Diaphragm and lung ultrasound for weaning prediction
Deciding the optimal timing for extubation in mechanically ventilated patients can be challenging, and traditional weaning predictor tools are not very accurate. A new systematic review indicates that diaphragm ultrasound can help predict weaning outcome, although its accuracy may vary depending on the patient subpopulation. The findings will be published in the journal CHEST; the study is already available online as an accepted manuscript.
Current guidelines for weaning recommend the implementation of a spontaneous breathing trial (SBT) as a tool to predict weaning outcome. However, 13% to 26% of patients who are extubated following a successful SBT need to be reintubated within 48 hours. In recent years, multiple indices and parameters have been proposed as predictors of weaning outcome, but none have shown more than modest prognostic accuracy.
There are two proposed diaphragm sonographic predictors: the diaphragmatic excursion (DE), which measures the distance that the diaphragm is able to move during the respiratory cycle, and the diaphragm thickening fraction (DTF), which reflects variation in the thickness of the diaphragm during respiratory effort and is calculated as (thickness at end-inspiration – thickness at the end-expiration)/thickness at the end of the expiration. Ultrasound can detect the decrease of the aeration of the lung parenchyma due to cardiac, respiratory, or diaphragmatic origin. This can be quantified through the so-called lung ultrasound (LUS) score, a validated scale whose values range from 0 to 36 points, obtained from the sum of the grades assigned to different ventilation patterns observed in every area of the lung scan.
This systematic review and meta-analysis aimed to assess the accuracy of the lung and diaphragm ultrasound, in particular the DE, DTF and LUS score, for predicting mechanical ventilation (MV) weaning outcomes in critically ill adults. The review team carried out a literature search online to identify potentially relevant studies. Two researchers independently selected studies that met the inclusion criteria and assessed study quality in accordance with the Quality Assessment of Diagnostic Accuracy Studies (QUADAS-2) tool. The summary receiver operating characteristics (SROC) curve and pooled diagnostic odds ratio (DOR) were estimated using a bivariate random-effects analysis. The team explored sources of heterogeneity using predefined subgroup analyses and bivariate meta-regression.

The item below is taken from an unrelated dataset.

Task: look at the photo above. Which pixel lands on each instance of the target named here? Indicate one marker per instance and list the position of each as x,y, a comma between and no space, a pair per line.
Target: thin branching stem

The analysis included 19 studies involving 1,071 people. For DTF, the area under the SROC curve (AUSROC) was 0.87, and DOR was 21 (95% confidence interval (CI): 11, 40). Regarding DE, pooled sensitivity was 75% (95% CI: 65, 85); pooled specificity, 75% (95% CI: 60, 85); and DOR, 10 (95% CI: 4, 24). For lung ultrasound, AUSROC was 0.77 and DOR 38 (95% CI: 7, 198). Based on bivariate meta-regression analysis, the team detected a significantly higher specificity for DTF and higher sensitivity for DE in studies with applicability concerns.
The findings suggest that DTF, LUS score and to a lesser extent DE can provide valuable information for predicting weaning outcome, but taken alone, they may not perform as well as individual studies suggest, the review team said.
The team highlighted that all the reviewed studies implemented ultrasound only in patients previously classified as “ready to wean” by traditional assessment; however, it is unknown how many patients would meet this criterion according to ultrasound alone, while failing to fulfil traditional parameters.
"More high-quality studies that rigorously assess the ultimate role of diaphragm and lung ultrasound in critically ill patients – not only its accuracy and applicability – are needed," the authors wrote.